On Pain, Surrender, and Redemption
“God has landed on this enemy-occupied world in human form…The perfect surrender and humiliation was undergone by Christ: perfect because He was God, surrender and humiliation because He was man.” -C. S. Lewis in The Case for Christianity
Jesus lays out the unattainable path to perfection. He takes a path that we, in ourselves, cannot walk…yet, we’re compelled to walk it. In our inadequacy, we pursue Him only to find we can’t in our own ability. I think it’s in our greatest desperation and lack that we collapse feeling completely unable and insufficient, only to realize He is truly our ability and sufficiency.
Within each of us are a mixture of natural gifts and learned traits or abilities. Some of us have the ability to endure substantial amounts of pressure. While others have a lower pain thresh hold and give in more quickly to life’s intensity. Ultimately though, we all crumble.
It’s in the crumbling that we can identify with the surrender and humiliation that Christ faced in His own humanity. His surrender was at the hands of a burdensome cup of suffering placed in His hands by our loving and fierce Father. Our suffering, like that of Christ, may also be found out in pursuit of some highly tuned value. More likely though, it’s in pursuit of something less noble.
Regardless, in the pain, we find the ability to be close to Jesus. It’s only in this place of desperation that we are positioned to experience His perfection. When our lives are most fragile, most marginalized, we have our greatest opportunity to be near our Redeemer Jesus.

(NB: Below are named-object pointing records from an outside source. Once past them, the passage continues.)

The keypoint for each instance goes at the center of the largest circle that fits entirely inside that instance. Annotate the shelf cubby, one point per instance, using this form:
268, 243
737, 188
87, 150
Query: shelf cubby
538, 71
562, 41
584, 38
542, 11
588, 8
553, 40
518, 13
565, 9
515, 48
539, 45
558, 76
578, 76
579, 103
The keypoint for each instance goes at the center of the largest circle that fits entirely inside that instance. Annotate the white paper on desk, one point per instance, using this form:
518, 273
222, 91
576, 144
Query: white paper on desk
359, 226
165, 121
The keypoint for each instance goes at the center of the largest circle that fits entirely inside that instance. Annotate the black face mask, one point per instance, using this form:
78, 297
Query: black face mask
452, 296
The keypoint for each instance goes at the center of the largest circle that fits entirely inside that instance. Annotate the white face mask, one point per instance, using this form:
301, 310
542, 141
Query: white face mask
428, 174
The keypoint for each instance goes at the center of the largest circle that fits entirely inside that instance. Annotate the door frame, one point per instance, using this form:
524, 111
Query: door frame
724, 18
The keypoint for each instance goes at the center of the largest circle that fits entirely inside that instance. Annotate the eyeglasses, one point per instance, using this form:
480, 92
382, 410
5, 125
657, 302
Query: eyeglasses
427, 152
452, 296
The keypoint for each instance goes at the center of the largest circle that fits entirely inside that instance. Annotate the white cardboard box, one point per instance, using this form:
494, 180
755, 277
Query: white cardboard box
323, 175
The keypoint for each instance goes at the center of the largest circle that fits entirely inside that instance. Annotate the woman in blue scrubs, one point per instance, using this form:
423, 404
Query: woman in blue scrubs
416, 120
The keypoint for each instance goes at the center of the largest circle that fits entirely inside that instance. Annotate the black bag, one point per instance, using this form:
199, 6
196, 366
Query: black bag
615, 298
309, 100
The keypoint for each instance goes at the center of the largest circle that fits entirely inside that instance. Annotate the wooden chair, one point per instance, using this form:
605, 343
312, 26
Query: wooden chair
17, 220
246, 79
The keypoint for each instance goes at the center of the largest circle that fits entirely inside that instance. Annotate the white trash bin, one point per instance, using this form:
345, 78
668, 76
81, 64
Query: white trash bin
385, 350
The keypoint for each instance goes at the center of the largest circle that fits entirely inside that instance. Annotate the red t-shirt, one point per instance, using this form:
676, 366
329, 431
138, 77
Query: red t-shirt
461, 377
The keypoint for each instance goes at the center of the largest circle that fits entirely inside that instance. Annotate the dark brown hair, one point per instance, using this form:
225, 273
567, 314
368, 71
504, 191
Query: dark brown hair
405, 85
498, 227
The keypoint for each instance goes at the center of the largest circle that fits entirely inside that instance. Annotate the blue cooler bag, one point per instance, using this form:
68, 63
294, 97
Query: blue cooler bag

If you’re like me, your first reaction to pain is bristling defensiveness. Perhaps though, we ought to more readily embrace the pain and suffering as the altar where we meet Jesus. Instead of viewing suffering as a place of desperation, maybe we ought to view suffering as an altar of beauty, transformation, and communion with God.
I don’t know that I’ve ever been at this altar of pain and benefitted myself by wallowing in angst. I do know that eventually as I work through my pain in this sacred pain-filled sanctuary, I have always found God to be sufficiently beautiful and redemptive. And, so life is expected to continue to bring the pain as we move through various phases of life. And, I for one aim to handcuff that expectation of pain to the hope of my Redeemer Jesus being sufficiently perfect in walking with His redeemed through the pain and humiliation to a beautiful surrender to realized dependency on His perfection.